A ribadire il messaggio questa volta è una rappresentanza di “Sinistra per il Friuli” e “Insieme per Udine”, vale a dire i consiglieri di Ds e Margherita che siedono tra i banchi della maggioranza a palazzo D’Aronco. Gli stessi che ieri hanno incontro il senatore Carlo Pegorer, e l’onorevole Flavio Pertoldi, assieme ad alcuni consiglieri regionali di Ds e Margherita, tra cui anche il candidato alle provinciali Giancarlo Tonutti e il presidente del consiglio, Alessandro Tesini. Tutti sono pronti a riunirsi attorno a un tavolo per risolvere i problemi del Friuli. Un’iniziativa che per quanto riguarda il modo in cui è stata organizzata ha creato qualche malumore nella Margherita cittadina che “accusa” l’assessore Daniele Cortolezzis, di non aver informato i colleghi di partito.
Contrattempi a parte, l’incontro si è concluso con un nuovo impegno nei confronti del progetto autonomista di Cecotti. «La validità dell’alleanza – spiega il vice sindaco Vincenzo Martines – è stata pienamente confermata come scelta strategica di lungo periodo e, da parte di tutti, sono stati espressi la piena fiducia e il sostegno del sindaco».
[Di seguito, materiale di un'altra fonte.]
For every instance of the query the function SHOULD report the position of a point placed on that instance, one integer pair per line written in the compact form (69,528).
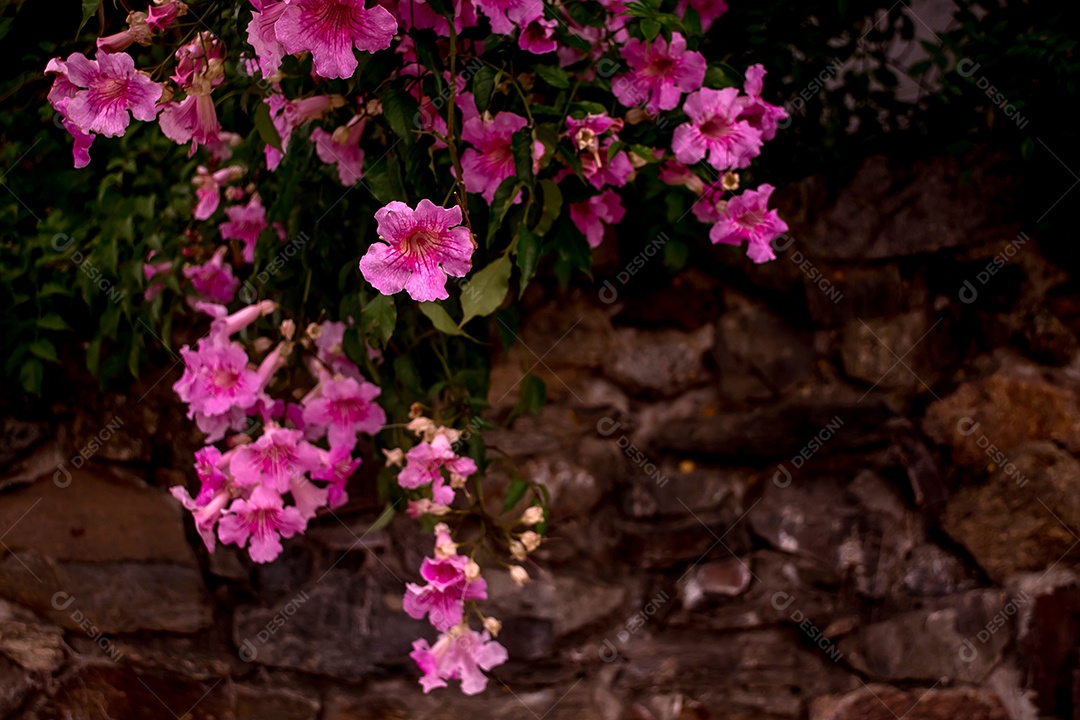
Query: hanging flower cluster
(305,451)
(490,133)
Tre le necessità evidenziate: una amministrativa e due politiche. Ds e Margherita sono ripartiti dalla cena del dopo elezioni, quando la maggioranza assieme al sindaco aveva deciso di costruire un progetto strategico capace di travalicare il 2008. Da qui la volontà di predisporre con Cecotti un’agenda dei lavori. Ma anche l’intenzione di consolidare il rapporto tra Comune, Regione e i parlamentari friulani. L’obiettivo è quello di allargare il tavolo di confronto ai movimenti che appoggiano il centro-sinistra per definire i punti qualificanti del Friuli come territorio nel contesto regionale.
Nonostante i continui segnali di fiducia il sindaco non scioglie la prognosi. «Non dico nulla, non commento» continua a ripetere, lasciando intendere che la sua intenzione di dimettersi è sempre valida. A questo punto, tutto lascia intendere che Cecotti attenda l’esito della riunione di maggioranza che si terrà domani in Regione, nel corso della quale, anche se non prevista all’ordine del giorno, sarà analizzata pure la questione friulana.